Suikoden 1, in particular, suffers from the lack of contemporary Polish. The menu of this game is still as awkward as for the first time, with such annoying “the most important” as the possibility of rest Or Save, but don’t rest AND Save and the process of equipping freshly purchased armor, and then selling my elderly equipment includes a humorous dance between the seller and my own supply and back. Suikoden 2 determined both these problems at that time and maintains improvements in this remaster. Why could this 2025 collection not expand to the type of improvements that have already been implemented in 1998?
The first match clearly lacks great parts of graphic HD Remaster updates. In Suikoden 2, the burning massacre throws a heated flowering effect on piquant and pristine water when it flows over the stone corridor of the river. The vampire castle is ultimately wrapped in bulky shadows, which he should really have for the first time, and 3D battlefields used for random meetings are full of fresh flowers, which simply did not exist before.
Suikoden 1 was always more graphically basic of two games, but when the treatment was subjected to the remaster (which cannot be disconnected), its interior looks occasional and sterile, without mess and dents, which divert attention from pointed edges and make it seem that the number of stores is the same that are deprived of distinguished, as well as several countries, and all the same copies are the same copies which are themselves, which are themselves in Colfie. Wooden stool in their constantly right houses.

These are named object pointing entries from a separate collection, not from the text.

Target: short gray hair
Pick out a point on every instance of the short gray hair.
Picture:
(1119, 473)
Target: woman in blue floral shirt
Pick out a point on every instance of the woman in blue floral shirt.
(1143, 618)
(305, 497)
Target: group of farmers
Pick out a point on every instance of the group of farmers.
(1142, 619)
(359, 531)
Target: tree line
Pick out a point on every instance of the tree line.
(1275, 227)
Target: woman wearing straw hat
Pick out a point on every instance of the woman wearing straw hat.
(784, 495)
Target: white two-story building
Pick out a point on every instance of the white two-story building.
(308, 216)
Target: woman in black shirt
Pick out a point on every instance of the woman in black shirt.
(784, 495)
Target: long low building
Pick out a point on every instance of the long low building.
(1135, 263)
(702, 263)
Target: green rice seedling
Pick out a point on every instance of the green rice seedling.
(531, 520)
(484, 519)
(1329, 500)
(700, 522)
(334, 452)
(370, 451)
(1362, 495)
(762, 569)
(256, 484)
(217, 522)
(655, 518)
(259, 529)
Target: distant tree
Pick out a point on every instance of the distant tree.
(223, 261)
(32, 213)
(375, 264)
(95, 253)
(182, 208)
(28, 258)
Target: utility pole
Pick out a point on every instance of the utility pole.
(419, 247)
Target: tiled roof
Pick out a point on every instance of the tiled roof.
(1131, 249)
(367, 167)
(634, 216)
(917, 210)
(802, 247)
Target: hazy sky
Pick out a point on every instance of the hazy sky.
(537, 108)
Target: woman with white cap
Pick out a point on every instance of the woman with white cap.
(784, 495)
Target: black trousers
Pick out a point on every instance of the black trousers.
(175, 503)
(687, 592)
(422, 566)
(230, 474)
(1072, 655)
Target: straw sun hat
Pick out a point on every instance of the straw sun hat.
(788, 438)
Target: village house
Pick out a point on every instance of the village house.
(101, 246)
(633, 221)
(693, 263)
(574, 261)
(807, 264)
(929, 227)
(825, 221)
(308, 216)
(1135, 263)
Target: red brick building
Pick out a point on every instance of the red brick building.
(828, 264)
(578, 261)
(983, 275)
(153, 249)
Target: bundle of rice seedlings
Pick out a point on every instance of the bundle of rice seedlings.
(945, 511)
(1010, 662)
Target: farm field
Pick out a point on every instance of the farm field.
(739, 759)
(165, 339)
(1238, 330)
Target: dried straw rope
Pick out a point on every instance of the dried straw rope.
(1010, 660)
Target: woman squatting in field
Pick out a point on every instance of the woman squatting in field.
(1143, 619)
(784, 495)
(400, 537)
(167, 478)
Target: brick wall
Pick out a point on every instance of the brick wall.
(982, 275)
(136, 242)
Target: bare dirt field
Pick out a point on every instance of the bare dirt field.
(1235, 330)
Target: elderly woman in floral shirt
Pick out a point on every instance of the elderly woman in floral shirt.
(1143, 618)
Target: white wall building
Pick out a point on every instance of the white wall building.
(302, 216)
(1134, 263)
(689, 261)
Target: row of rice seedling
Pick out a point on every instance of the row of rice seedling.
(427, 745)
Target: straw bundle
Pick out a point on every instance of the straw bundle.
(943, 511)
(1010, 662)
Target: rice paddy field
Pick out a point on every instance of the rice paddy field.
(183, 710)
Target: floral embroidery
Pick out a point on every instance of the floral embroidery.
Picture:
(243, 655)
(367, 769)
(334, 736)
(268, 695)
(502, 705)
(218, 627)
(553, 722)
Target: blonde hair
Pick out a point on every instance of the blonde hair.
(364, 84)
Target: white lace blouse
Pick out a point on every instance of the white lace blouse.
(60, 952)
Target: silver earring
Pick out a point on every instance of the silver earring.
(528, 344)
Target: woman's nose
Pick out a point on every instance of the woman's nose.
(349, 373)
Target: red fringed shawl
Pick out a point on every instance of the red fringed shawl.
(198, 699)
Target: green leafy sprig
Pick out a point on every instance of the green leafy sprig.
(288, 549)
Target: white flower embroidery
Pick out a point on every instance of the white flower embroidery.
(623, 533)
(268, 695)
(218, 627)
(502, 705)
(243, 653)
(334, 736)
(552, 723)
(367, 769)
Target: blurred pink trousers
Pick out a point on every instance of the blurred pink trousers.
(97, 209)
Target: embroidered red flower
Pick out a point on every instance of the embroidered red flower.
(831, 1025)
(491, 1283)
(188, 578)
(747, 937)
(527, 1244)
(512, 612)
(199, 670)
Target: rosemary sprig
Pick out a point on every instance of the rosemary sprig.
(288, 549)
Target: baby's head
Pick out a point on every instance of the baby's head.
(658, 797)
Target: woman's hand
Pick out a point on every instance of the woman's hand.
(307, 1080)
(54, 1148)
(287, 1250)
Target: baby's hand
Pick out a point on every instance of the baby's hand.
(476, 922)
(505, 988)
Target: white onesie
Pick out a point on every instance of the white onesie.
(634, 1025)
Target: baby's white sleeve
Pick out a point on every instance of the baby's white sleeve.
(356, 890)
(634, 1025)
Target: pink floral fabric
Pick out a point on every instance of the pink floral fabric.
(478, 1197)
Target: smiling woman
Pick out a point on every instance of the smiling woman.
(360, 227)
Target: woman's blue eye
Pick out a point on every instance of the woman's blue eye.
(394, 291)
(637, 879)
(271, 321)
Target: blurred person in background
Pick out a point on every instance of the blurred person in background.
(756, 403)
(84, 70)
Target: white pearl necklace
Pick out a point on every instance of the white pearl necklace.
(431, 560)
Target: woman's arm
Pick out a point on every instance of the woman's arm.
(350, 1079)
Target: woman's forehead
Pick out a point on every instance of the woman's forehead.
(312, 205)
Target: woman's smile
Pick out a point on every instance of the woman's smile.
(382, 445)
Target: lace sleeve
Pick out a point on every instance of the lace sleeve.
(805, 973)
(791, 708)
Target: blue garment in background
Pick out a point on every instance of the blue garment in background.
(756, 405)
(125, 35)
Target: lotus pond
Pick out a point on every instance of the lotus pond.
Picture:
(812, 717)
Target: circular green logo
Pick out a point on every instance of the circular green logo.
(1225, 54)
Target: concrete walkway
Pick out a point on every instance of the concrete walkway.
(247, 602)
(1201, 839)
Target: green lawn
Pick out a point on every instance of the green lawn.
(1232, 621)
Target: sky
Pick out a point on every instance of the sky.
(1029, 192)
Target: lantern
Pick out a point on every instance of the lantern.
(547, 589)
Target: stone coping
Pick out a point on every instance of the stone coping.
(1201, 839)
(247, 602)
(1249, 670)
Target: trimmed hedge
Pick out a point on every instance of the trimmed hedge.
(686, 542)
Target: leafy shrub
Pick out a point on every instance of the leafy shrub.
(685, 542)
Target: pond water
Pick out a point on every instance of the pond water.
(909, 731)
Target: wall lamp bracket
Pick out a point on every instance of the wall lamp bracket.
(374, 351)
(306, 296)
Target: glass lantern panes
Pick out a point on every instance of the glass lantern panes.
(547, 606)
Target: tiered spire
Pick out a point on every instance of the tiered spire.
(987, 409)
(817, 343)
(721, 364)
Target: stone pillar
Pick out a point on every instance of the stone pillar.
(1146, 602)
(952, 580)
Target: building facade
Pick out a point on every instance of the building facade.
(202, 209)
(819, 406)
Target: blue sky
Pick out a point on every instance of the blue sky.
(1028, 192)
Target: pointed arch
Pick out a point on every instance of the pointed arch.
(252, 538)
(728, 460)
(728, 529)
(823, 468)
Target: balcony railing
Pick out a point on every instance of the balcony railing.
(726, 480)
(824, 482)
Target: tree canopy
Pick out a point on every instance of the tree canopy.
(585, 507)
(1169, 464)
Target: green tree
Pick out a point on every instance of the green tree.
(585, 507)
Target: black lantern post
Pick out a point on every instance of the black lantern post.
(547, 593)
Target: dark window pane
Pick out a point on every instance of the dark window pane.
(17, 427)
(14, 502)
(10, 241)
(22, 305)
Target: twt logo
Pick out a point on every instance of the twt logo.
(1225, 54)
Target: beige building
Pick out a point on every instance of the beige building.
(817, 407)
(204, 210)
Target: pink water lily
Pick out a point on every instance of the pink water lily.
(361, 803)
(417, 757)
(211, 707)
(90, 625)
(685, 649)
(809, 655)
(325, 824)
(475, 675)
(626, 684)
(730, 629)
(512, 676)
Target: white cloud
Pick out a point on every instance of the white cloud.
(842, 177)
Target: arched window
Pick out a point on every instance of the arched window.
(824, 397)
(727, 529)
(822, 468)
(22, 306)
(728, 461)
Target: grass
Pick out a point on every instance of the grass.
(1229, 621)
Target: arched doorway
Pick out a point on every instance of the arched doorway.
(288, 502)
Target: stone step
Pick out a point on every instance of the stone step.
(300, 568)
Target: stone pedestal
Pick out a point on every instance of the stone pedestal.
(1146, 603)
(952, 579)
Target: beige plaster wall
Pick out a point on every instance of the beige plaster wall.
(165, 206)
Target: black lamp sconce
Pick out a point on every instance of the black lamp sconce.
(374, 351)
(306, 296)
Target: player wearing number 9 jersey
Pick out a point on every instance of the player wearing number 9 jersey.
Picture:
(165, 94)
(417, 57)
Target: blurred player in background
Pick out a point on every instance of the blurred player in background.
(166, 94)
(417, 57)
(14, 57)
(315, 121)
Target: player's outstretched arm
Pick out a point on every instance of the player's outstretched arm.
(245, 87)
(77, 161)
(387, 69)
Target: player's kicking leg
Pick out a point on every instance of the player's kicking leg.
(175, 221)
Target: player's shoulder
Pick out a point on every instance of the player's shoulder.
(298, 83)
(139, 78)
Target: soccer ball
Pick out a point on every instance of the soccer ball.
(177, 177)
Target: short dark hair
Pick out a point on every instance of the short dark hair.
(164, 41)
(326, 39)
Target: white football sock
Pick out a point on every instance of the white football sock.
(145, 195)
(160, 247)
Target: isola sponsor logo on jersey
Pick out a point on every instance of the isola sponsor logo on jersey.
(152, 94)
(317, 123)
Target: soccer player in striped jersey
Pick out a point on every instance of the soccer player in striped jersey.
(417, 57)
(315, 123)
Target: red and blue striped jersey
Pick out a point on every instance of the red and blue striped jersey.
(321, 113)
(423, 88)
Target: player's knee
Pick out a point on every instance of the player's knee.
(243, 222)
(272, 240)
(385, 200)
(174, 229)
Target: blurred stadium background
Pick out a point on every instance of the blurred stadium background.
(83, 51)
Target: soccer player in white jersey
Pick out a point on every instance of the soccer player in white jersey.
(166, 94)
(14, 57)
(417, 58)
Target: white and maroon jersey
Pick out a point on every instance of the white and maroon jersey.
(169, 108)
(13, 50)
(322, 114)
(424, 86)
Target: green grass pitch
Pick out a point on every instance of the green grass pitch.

Other fresh functions, fortunately better. For the first time Suikoden 1 and 2 have difficulty levels. Easy and normal can be switched between will, while strenuous mode is a choice in the game in whole or nothing. Remembering what I did and where I have to go, it was never easier, thanks to the conversation journal, which allows me to scroll the last 100 poems, and then save any key information or helpful direction in later reference.
All additions introduced in the Japanese version of the PSP are also contained in some form, and the diagonal movement is the most significant. It is still clear that these games have not been created, but these crazy yoggi are so comfortable that it does not really matter. The extended wide -screen locations of the PSP return (including a strange decision in one area, which makes the castle wall a lean paper and based by the support beam), like the gallery, although the decision to let me hear every song of music from the very beginning, but only allow me to re -observe the events that I have already completed the whole game.
These are fantastic RPG games wrapped in a medium remaster. Many fresh add-ons were simply raised straight from the 19-year-old remake of PSP and rarely deal with nothing, which seriously required greater diligence to improve. Incorrect licking of paint, which in one game emphasizes as many disadvantages as it hides, and some additional levels of difficulty here are the only significant unique functions and certainly not the best konami for these amazing games.